Double
mother but was made of something different, something I could already see inside, something more like steel.
    I was afraid of breaking them. And just as scared of them breaking me.
    It was quiet outside. The wind had gone and the lack of sound was something thick and real, a silence I wasn’t sure I’d ever heard before. There’s always noise in the city at night. It’s rarely quiet and it’s always light. You get used to it, sleeping in the never-dark, sleeping while a plastic bag crackles like a flag in the branches of a tree above you, while trucks sigh and judder, while voices rise and fall and glasses smash and sirens rush to someone else’s tragedy, somewhere else. The noise and the light are like blankets that protect you from the silence and the black.
    There were no blankets here. I turned off Cassiel’s light for a minute and plunged myself into total dark. I tried to hear something in all that quiet. I lost my bearings. It was like disappearing. It was absolute nothing, the lip of a bottomless void. At last, somewhere on the hill, I heard the bleat of a sheep. I was grateful to it in that moment, for reminding me that I was still here.
    I put on the light, as low as it would go, and looked around. There had to be clues in here. There had to be secrets. I started to take Cassiel’s room apart, drawer by drawer, page by page, inch by inch, soundlessly, looking for the real him, looking for the little things I needed to know and do and say, looking for who to be in the morning when the others woke up, when Frank came home. I crept like a burglar in my brand-new room.
    I didn’t find much. I didn’t find nearly enough.
    Cassiel’s laptop was empty. It was wiped clean. His drawers were full of socks and pants and T-shirts, all too folded, all too small. There was nothing written in his books, nothing hidden in his wardrobe.

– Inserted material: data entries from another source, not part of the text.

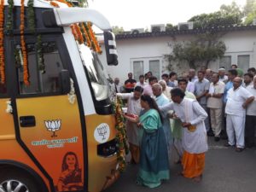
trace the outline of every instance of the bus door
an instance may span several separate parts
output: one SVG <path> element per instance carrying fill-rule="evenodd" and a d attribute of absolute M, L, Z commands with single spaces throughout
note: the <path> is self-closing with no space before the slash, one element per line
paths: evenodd
<path fill-rule="evenodd" d="M 17 139 L 52 179 L 55 191 L 83 190 L 85 167 L 81 117 L 75 93 L 61 93 L 60 73 L 67 68 L 64 56 L 68 55 L 63 55 L 66 47 L 61 34 L 43 36 L 39 45 L 32 38 L 26 42 L 28 73 L 20 43 L 12 44 L 18 87 Z M 25 83 L 26 75 L 29 84 Z M 72 80 L 70 84 L 73 90 Z"/>

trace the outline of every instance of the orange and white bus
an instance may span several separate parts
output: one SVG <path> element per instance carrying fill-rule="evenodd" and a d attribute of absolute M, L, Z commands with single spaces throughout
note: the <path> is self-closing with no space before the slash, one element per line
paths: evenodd
<path fill-rule="evenodd" d="M 0 12 L 0 192 L 104 189 L 117 178 L 107 64 L 70 25 L 102 30 L 116 65 L 109 22 L 60 0 L 2 0 Z"/>

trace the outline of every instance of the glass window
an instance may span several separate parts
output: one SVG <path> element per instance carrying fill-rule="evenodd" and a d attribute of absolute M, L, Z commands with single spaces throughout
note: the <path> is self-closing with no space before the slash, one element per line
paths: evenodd
<path fill-rule="evenodd" d="M 219 67 L 224 67 L 229 70 L 231 67 L 231 56 L 223 56 L 219 60 Z"/>
<path fill-rule="evenodd" d="M 250 55 L 238 55 L 237 57 L 237 67 L 241 68 L 244 73 L 247 71 L 250 66 Z"/>
<path fill-rule="evenodd" d="M 140 75 L 144 75 L 144 65 L 143 61 L 133 61 L 134 79 L 139 80 Z"/>
<path fill-rule="evenodd" d="M 106 100 L 109 97 L 109 87 L 104 74 L 104 68 L 98 55 L 84 44 L 79 44 L 81 58 L 87 72 L 96 101 Z"/>
<path fill-rule="evenodd" d="M 55 93 L 61 91 L 59 84 L 59 73 L 63 69 L 60 54 L 55 42 L 44 42 L 42 44 L 42 56 L 37 53 L 35 44 L 26 44 L 29 85 L 26 85 L 23 80 L 24 67 L 22 61 L 21 46 L 15 47 L 15 67 L 18 70 L 19 88 L 21 95 Z M 38 66 L 38 61 L 44 65 Z"/>
<path fill-rule="evenodd" d="M 149 61 L 149 71 L 152 72 L 152 74 L 157 78 L 157 79 L 160 79 L 160 61 L 159 60 L 152 60 Z"/>

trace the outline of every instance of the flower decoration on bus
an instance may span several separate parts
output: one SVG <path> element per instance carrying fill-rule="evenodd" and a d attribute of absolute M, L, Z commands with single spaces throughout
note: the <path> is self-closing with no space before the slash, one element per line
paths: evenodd
<path fill-rule="evenodd" d="M 44 124 L 46 126 L 46 129 L 49 131 L 52 131 L 53 134 L 51 137 L 56 137 L 57 135 L 55 135 L 55 131 L 59 131 L 61 126 L 61 120 L 44 120 Z"/>

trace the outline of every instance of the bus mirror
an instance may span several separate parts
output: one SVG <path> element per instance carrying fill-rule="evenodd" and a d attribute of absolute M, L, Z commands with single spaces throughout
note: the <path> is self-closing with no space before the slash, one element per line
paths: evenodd
<path fill-rule="evenodd" d="M 119 64 L 119 61 L 116 50 L 116 43 L 114 34 L 112 32 L 104 32 L 104 44 L 108 65 L 117 66 Z"/>
<path fill-rule="evenodd" d="M 61 94 L 67 94 L 70 92 L 70 75 L 67 70 L 61 70 L 59 75 Z"/>

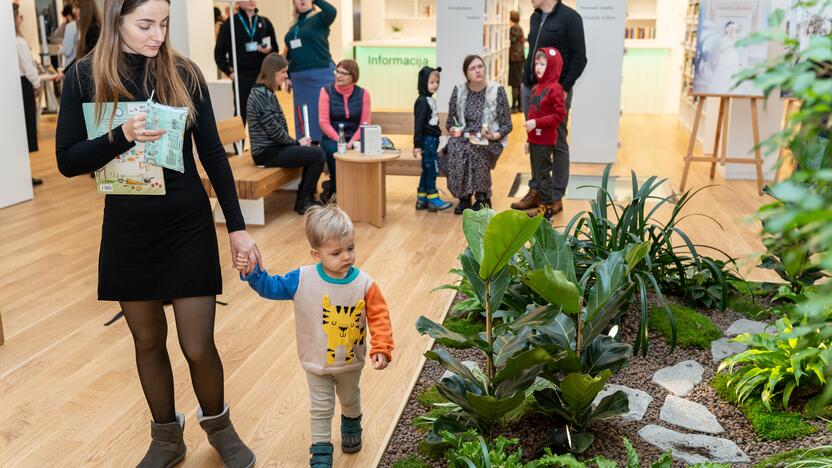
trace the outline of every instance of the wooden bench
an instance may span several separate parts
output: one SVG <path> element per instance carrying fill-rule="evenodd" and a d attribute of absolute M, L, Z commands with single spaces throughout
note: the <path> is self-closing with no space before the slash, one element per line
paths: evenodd
<path fill-rule="evenodd" d="M 445 128 L 448 114 L 439 114 L 439 128 Z M 413 157 L 413 113 L 412 112 L 373 112 L 373 124 L 380 125 L 384 136 L 390 138 L 401 157 L 385 163 L 387 175 L 420 176 L 422 175 L 421 158 Z M 440 143 L 441 146 L 441 143 Z M 444 176 L 444 172 L 439 173 Z"/>
<path fill-rule="evenodd" d="M 223 145 L 246 139 L 246 129 L 239 117 L 218 122 L 217 130 Z M 264 197 L 279 190 L 301 175 L 301 169 L 299 168 L 259 167 L 254 164 L 250 151 L 229 156 L 228 162 L 231 165 L 231 172 L 234 174 L 237 198 L 240 200 L 240 209 L 243 212 L 246 224 L 260 226 L 266 224 Z M 225 216 L 222 209 L 217 206 L 217 195 L 211 186 L 211 181 L 202 166 L 198 165 L 197 167 L 199 168 L 202 185 L 205 187 L 205 191 L 208 192 L 208 196 L 212 198 L 214 220 L 218 223 L 224 223 Z"/>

    A jacket on a hanger held one piece of letter-size paper, folded three times. There was nothing written on it.
    Hardly a hoard, hardly the ripe and helpless harvest my plague of locusts had been expecting. Cassiel’s room was like a stage set. It was unnatural. Edie had tried to re-create it when they moved. She’d made something that looked like his room from the outside, but there was nothing of him in it, nothing of him left. She’d made a fake. She’d made something like me.
    Is that what would happen? They’d search me for traces of him and find nothing? They’d take me apart and see that I was empty?
    What had they done with all of Cassiel’s stuff? Fourteen-year-old boys didn’t have rooms this empty. They had crap and junk and clutter. They had a thousand pieces of screwed-up paper with things drawn on them, things written. They had key chains and notebooks and harmonicas and chewing gum and deodorant and binoculars and music. They had secrets, for God’s sake. Where were Cassiel’s secrets?
    I gave up at two in the morning. I turned the light off and sat on his bed in the dark, waiting for the numbers on the clock to change, watching the seconds flash by.
    What would I do tomorrow? Keep it all locked in. Stay quiet. Tread carefully along the blade, one foot in front of the other.
    How long would it be before they saw me?
    Three knocks on the door snapped the silence into three loud pieces.
    “Who is it?” I said.
    There was no answer, but the handle turned. The door opened. It was darker out there than it was in here. I hadn’t thought that was possible.
    “Hello?”
    It was Helen. She came in like a quiet ghost, in pale pajamas and a crumpled white robe. Her face was gaunt in the gray dark, all hollows and shadows.
    “I can’t sleep,” she said.
    “Me neither.”
    “I can never sleep.”
    Her eyes glinted. What light there was stuck to the whites of her eyes and her white clothes. She looked at me strangely, like you’d look at a person who didn’t know you were watching. She drank me in.
    “Do you want something?” she said. “A hot drink?”